With awk, NF only set on non-blank lines. When this condition match, awk default action that is print will print the whole line.

  • Neat, this also removes lines with whitespace.
    – wisbucky
    Apr 25, 2019 at 22:24
  • awk -i inplace NF file to replace the file.
    – user598527
    May 22 at 10:02

How about:

sed -e 's/^[[:blank:]]*$//' source_file > newfile


sed -e '/^[[:blank:]]*$/d' source_file > newfile


For each line, substitute:

  • if it starts ("^")
  • with spaces or tabs ("[[:blank:]]") zero or more times ("*")
  • and then is the end of the line ("$")

More info on ::blank:: and other special characters at http://www.zytrax.com/tech/web/regex.htm#special

  • 4
    [[:space:]] includes tabs. If it didn't your regex would fail if a space followed a tab.
    – jordanm
    Nov 16, 2013 at 21:06
  • The wctype(3) and isalpha(3) manpages describe what the character classes will match.
    – jordanm
    Nov 16, 2013 at 21:10
  • You may want to remove the first one which doesn't answer the question. Nov 16, 2013 at 21:33
  • @MichaelDurrant can you please write some thing about [[:blank:]] ? Nov 16, 2013 at 22:00
  • Added info for [[:blank::]]. Stephane, why doesn't the first work? I thought // at the end would replace the line without nothing. Nov 16, 2013 at 22:56

Looks like I've found one not that fast, but funny at last:

| xargs -L1

  • 1
    Nice short one, but it does more: remove leading spaces and tabs as well.
    – jringoot
    Jul 4, 2017 at 5:25
  • Oh, it's found to be even more capable? — Nice! ;-P
    – poige
    Jul 4, 2017 at 7:06
  • 2
    And it truncates lines (default at 1024 chars) See manpages: linux.die.net/man/1/xargs
    – jringoot
    Jul 5, 2017 at 9:34
  • I'm falling deeper in love with that simple tool!!!11 )
    – poige
    Jul 5, 2017 at 13:13

You can use sed command for removing blank lines:

sed '/^$/d' in > out

This command deletes all empty lines from the file "in"

  • 1
    That doesn't delete lines containing only space and tab, as specifically requested. Jun 15, 2016 at 20:15

Try ex-way:

ex -s +'v/\S/d' -cwq test.txt

For multiple files (edit in-place):

ex -s +'bufdo!v/\S/d' -cxa *.txt

Note: The :bufdo command is not POSIX.

Without modifying the file (just print on the standard output):

cat test.txt | ex -s +'v/\S/d' +%p +q! /dev/stdin

Use the following command:

grep '\S' FILE

which removes all lines including spaces or tabs.

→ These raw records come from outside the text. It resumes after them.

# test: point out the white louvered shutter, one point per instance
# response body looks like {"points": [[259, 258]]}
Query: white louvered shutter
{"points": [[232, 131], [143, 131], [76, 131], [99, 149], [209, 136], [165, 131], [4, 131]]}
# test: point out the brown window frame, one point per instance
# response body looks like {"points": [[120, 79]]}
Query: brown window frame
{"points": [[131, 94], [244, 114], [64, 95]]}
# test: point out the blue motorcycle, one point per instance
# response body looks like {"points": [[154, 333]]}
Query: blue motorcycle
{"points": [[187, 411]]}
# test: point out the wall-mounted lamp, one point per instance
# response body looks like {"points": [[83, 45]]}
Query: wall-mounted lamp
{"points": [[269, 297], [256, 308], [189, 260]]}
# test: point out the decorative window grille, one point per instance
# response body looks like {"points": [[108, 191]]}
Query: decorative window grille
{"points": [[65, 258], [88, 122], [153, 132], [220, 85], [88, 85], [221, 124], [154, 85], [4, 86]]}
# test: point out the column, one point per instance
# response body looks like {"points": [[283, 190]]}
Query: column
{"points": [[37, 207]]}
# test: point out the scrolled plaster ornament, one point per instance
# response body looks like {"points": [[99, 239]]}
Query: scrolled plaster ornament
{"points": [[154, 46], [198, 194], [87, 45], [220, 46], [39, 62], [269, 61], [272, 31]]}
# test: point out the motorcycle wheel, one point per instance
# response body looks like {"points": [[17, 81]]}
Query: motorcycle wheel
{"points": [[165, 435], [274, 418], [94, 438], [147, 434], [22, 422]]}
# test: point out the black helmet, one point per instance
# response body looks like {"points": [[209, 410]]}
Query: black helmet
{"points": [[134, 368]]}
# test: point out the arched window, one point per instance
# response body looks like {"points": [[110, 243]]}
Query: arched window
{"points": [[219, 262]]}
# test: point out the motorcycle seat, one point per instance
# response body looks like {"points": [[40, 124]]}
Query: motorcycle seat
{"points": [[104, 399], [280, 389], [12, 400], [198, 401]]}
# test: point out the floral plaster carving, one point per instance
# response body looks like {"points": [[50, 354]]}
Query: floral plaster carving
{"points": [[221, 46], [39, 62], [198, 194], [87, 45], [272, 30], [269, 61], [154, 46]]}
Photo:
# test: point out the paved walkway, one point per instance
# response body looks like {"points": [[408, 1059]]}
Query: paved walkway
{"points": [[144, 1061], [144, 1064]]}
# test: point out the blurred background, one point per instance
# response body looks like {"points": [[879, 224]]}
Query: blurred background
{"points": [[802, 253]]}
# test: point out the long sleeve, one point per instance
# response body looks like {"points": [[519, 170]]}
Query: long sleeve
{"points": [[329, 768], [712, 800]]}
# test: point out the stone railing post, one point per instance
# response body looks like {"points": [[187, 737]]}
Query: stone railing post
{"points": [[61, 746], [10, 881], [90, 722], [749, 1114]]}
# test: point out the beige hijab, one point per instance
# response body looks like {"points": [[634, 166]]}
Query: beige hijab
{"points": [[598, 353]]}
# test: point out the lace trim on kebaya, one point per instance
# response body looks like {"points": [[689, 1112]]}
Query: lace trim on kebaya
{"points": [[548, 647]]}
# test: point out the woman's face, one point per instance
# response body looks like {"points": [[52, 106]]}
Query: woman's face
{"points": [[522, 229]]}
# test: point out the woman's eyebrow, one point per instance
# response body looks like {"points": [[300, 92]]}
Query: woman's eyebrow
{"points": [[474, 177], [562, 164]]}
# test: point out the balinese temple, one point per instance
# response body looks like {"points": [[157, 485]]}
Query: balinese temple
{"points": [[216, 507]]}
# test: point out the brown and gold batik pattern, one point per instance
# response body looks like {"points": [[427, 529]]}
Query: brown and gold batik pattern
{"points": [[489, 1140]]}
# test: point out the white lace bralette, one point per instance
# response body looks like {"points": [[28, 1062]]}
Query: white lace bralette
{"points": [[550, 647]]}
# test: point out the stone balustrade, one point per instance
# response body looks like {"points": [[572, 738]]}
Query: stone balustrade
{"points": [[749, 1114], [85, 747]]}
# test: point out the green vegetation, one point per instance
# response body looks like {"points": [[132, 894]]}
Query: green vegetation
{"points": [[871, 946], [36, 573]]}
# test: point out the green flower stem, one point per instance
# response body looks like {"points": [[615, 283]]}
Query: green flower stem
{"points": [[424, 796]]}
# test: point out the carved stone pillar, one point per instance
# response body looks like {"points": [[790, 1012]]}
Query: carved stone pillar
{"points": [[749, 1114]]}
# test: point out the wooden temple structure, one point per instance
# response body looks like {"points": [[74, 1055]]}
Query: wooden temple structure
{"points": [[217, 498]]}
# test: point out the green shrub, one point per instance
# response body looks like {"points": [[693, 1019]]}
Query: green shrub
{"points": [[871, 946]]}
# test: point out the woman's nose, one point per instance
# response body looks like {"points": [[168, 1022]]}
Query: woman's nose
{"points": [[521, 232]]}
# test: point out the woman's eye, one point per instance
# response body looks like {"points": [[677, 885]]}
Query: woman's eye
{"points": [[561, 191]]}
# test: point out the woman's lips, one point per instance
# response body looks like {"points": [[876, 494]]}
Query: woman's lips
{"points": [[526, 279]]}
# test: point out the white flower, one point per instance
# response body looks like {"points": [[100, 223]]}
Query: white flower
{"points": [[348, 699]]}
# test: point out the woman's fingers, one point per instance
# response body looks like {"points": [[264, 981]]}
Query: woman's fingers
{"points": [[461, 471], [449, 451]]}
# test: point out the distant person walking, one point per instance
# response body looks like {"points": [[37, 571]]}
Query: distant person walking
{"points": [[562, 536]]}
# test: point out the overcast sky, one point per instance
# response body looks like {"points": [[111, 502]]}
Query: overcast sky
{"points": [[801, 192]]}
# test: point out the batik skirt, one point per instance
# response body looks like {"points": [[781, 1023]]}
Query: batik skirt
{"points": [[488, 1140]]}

Otherwise, removal not including lines with spaces/tabs, use:

grep . FILE

For example:

$  printf "line1\n\nline2\n \nline3\n" > FILE
$  cat -v FILE


$  grep '\S' FILE
$  grep . FILE


See also:


strings looks at line-endings as something not-a-string.

cat file.txt | strings

...and all empty lines are gone.

  • 4
    Welcome to the site, and thank you for your contribution. Unfortunately, strings only looks at "printable characters followed by a non-printable character". Space is "printable", so it will print lines that only contain spaces. The only reason why it apparently may work is because it has a lower threshold of what it considers a string (the default is 4 characters), so any line that contains less than 4 spaces and nothing else will be discarded - but so will be any line that contains less than 4 alphabetic characters. Lines with more than 4 spaces will be printed.